Excerpt:
Islamic apologist Tariq Ramadan has returned to the U.S., the ban against his entry to the country, issued under the Patriot Act, having been lifted by Secretary of State Hillary Clinton. After addressing audiences in New York, Chicago, Detroit and Washington, he will revisit Canada where he will speak at the Palais de Congrès in Montreal. The question is: What is he really up to? Ramadan is used to meeting with rock star type adulation, but a skeptical attitude may be rather more appropriate.
In a talk given at Olivieri Bookstore in Montreal on January 3, 2007 to promote his book La tyrannie de la pénitence, philosopher Pascal Bruckner argued that the failure of Muslim immigrants to integrate into European society is owing largely to the multicultural tendency to promote special interest groups and extraterritorial ethnicities. At the same time, as Bruckner stresses in the book itself, "On oublie qu'il existe un despotisme des minorités rétives à l'assimilation si celle-ci n'accompangne pas d'un statut d'extraterritorialité." ("We forget that there exists a despotism of minorities that resists assimilation if the latter is not accompanied by a status of extraterritoriality.")

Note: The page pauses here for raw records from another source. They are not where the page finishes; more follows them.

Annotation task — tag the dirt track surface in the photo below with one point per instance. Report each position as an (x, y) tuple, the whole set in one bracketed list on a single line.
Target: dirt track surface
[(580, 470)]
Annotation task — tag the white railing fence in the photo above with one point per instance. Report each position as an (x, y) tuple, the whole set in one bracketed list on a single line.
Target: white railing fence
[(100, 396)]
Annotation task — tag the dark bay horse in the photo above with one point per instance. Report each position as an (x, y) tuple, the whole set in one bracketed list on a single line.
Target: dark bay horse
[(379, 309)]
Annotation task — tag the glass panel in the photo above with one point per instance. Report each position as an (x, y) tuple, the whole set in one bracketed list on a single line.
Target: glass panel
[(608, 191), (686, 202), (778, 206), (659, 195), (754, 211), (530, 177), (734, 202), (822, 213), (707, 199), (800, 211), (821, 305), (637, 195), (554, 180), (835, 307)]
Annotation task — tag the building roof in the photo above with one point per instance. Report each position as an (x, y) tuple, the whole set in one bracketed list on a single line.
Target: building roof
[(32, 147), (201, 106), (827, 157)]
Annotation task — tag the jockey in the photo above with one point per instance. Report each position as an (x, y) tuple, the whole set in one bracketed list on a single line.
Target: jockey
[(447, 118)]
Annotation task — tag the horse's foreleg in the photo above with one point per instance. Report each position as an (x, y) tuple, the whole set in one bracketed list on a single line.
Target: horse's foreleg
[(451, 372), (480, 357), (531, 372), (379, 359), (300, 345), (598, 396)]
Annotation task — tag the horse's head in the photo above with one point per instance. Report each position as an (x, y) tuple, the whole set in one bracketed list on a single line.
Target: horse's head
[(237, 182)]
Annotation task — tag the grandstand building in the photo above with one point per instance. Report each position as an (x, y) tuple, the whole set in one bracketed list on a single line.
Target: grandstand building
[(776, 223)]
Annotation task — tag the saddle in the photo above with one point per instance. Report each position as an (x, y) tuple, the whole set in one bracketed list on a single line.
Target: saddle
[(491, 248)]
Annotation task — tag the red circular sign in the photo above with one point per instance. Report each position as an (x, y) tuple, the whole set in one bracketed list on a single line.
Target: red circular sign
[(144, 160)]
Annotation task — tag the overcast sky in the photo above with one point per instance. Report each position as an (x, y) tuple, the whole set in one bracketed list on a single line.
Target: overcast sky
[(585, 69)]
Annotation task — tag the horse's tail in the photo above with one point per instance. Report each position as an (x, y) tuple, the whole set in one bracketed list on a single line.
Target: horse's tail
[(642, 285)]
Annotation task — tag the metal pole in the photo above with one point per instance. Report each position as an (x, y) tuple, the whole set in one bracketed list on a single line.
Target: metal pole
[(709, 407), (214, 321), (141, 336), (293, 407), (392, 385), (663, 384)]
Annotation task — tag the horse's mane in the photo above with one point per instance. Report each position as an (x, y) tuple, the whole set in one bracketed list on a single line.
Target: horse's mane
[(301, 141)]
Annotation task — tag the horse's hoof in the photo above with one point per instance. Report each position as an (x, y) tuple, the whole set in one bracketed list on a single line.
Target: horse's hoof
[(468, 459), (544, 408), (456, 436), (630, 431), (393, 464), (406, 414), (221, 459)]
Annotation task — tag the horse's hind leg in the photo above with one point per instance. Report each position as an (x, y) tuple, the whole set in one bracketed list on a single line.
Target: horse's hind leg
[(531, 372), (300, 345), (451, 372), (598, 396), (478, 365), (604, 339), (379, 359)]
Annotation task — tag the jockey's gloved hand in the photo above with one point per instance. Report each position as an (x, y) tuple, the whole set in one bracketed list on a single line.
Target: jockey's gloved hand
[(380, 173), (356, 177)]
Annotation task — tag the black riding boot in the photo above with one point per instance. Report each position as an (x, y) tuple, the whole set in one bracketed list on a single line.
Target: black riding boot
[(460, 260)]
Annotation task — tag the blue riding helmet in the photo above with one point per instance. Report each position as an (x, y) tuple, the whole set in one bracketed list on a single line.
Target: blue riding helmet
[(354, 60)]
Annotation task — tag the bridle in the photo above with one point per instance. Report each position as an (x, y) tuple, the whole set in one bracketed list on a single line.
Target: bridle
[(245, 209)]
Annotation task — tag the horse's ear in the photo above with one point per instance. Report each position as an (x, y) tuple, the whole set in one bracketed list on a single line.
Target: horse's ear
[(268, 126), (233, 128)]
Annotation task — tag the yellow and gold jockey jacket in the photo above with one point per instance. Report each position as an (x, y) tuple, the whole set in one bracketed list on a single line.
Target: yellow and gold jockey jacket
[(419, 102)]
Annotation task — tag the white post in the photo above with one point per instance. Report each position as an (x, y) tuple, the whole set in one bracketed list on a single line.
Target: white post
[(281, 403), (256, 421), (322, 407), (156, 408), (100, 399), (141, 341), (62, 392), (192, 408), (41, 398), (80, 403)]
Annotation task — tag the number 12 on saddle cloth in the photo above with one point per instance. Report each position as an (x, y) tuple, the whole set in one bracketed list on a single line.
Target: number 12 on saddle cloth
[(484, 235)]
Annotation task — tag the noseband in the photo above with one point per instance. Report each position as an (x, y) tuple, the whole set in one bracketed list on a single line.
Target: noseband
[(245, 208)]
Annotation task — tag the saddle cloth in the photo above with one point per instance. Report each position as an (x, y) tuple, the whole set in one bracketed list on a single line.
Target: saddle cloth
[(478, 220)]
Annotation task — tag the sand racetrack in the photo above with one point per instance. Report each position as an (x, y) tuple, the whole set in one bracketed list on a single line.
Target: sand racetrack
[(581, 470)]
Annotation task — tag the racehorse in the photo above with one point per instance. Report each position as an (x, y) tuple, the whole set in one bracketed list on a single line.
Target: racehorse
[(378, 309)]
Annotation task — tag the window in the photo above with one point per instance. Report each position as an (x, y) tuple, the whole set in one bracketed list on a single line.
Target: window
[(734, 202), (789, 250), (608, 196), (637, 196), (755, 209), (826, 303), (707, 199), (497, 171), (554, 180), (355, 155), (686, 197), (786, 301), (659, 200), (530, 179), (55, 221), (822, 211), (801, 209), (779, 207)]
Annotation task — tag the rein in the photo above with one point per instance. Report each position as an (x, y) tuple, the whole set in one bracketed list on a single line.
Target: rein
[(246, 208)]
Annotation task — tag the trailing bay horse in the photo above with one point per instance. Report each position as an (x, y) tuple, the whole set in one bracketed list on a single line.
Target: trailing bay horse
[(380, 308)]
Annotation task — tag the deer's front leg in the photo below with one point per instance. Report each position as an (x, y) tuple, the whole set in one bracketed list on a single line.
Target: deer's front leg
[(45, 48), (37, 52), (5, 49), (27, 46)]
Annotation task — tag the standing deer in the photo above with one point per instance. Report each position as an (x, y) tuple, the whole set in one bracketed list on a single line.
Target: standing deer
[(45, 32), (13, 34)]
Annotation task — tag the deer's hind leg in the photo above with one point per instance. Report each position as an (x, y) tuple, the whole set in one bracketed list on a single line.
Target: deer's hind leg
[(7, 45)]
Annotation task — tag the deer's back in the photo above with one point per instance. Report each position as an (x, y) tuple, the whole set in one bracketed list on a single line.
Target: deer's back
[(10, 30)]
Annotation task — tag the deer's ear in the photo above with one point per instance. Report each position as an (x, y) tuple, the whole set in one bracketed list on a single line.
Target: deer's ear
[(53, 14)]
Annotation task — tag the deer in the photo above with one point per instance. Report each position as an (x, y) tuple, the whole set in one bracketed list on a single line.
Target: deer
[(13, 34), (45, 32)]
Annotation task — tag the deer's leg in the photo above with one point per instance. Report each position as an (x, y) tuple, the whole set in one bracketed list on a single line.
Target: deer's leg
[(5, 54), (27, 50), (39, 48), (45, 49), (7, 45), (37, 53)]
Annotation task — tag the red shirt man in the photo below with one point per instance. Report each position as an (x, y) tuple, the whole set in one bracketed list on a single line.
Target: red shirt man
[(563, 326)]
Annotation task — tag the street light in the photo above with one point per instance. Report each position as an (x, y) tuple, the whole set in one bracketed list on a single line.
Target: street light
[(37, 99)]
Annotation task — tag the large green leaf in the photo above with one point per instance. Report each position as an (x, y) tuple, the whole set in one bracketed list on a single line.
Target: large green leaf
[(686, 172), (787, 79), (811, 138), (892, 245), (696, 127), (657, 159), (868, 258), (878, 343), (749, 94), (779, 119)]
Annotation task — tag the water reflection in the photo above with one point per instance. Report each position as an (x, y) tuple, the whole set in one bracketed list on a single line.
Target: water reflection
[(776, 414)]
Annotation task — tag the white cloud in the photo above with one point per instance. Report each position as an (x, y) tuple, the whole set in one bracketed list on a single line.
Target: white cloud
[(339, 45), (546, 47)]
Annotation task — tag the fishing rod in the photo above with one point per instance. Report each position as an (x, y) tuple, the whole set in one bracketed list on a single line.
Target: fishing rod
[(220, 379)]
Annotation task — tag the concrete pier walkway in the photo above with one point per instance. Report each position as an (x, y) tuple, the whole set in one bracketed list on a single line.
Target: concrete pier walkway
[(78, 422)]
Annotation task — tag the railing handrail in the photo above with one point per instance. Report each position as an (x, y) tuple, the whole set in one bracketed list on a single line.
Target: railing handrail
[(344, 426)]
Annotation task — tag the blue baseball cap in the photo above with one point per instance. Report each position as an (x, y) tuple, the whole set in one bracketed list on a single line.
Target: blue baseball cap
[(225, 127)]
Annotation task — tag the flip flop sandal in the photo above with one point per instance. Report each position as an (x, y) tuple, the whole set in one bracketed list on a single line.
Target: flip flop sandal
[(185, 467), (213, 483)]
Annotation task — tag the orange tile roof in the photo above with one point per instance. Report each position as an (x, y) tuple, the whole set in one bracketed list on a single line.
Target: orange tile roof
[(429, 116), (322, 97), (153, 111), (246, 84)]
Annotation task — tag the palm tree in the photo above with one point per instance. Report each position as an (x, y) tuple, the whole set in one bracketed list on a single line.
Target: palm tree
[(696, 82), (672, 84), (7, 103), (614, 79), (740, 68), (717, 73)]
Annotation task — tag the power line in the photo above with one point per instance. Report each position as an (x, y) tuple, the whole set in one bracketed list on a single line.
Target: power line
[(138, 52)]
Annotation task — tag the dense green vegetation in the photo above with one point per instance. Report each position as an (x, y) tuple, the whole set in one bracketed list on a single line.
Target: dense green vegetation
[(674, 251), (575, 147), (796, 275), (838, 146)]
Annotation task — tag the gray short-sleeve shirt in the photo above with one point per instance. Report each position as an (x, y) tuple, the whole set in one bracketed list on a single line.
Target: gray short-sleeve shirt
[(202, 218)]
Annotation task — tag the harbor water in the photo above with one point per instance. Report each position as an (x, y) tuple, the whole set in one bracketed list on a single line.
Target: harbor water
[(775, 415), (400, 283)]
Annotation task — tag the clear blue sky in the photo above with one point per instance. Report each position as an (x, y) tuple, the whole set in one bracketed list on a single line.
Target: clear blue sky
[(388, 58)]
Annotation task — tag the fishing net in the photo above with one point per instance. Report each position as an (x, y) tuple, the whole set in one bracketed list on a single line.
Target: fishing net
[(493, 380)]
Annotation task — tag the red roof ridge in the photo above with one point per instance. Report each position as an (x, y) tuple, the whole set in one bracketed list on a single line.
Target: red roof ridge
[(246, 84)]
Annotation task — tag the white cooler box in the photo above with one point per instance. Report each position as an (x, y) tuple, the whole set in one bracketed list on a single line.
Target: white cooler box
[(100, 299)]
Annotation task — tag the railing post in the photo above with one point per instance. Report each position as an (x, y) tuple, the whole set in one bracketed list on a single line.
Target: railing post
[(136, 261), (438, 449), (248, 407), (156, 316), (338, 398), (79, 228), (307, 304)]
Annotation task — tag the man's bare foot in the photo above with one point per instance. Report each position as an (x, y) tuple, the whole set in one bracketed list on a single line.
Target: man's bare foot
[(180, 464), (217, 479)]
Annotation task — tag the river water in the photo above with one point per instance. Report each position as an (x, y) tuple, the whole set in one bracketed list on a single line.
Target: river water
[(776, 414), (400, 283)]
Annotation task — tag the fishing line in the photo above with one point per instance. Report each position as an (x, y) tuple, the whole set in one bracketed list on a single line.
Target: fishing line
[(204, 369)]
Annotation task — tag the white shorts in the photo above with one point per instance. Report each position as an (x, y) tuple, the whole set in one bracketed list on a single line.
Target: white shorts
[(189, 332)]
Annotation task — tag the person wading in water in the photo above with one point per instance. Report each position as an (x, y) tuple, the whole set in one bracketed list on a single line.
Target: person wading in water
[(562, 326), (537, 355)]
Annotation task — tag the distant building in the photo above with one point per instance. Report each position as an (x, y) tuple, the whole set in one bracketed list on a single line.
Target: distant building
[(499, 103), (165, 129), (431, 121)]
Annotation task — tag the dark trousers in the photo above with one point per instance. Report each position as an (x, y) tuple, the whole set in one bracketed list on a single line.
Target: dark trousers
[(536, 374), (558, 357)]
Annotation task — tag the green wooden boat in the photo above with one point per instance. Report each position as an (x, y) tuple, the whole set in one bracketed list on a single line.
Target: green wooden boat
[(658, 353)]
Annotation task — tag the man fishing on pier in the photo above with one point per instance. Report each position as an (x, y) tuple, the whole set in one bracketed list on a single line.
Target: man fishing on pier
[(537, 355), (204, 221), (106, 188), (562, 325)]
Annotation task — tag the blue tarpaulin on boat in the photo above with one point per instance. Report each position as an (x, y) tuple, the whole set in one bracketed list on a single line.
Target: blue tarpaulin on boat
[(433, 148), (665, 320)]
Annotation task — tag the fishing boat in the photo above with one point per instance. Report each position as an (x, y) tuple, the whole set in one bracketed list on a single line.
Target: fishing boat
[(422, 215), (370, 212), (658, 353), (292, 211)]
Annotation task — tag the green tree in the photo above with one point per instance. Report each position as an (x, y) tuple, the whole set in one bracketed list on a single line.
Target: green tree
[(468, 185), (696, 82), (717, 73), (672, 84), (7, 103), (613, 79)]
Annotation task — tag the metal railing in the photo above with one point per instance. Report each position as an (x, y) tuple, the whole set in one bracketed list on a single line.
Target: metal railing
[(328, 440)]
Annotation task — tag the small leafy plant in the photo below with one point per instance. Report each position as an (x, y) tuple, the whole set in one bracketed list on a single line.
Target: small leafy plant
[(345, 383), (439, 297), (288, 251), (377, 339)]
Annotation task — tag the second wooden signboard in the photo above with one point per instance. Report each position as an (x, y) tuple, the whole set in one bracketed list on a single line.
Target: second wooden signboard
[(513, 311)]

This "resistance" is precisely the situation that Tariq Ramadan is attempting to remedy, but in a way that does not augur well for the host societies of the West. Pulpiting the ideal of Muslim social integration and positing a supposed underlying affinity between what are clearly two opposing creeds and cultures, Ramadan intends something very different from what we usually understand by "assimilation" and "accommodation." Assimilation for Ramadan really works in reverse and means, in effect, the gradual absorption of the West into the social and political construct of Islam. Accommodation seems to imply mutuality but, again, its ultimate aim is somewhat different from what we might expect. Accommodation is what must presently be accorded to the Muslim community, which may in the course of time graciously accommodate us in turn should we convert to the faith or pay the jizzya (poll tax). Ramadan's discourse sounds at first like he's using a terminology of reconciliation but it's all bling and glitz meant to embroider an ulterior purpose, something initially nebulous but no less sinister for all that. Ramadan's agenda is not to enlighten but to distract.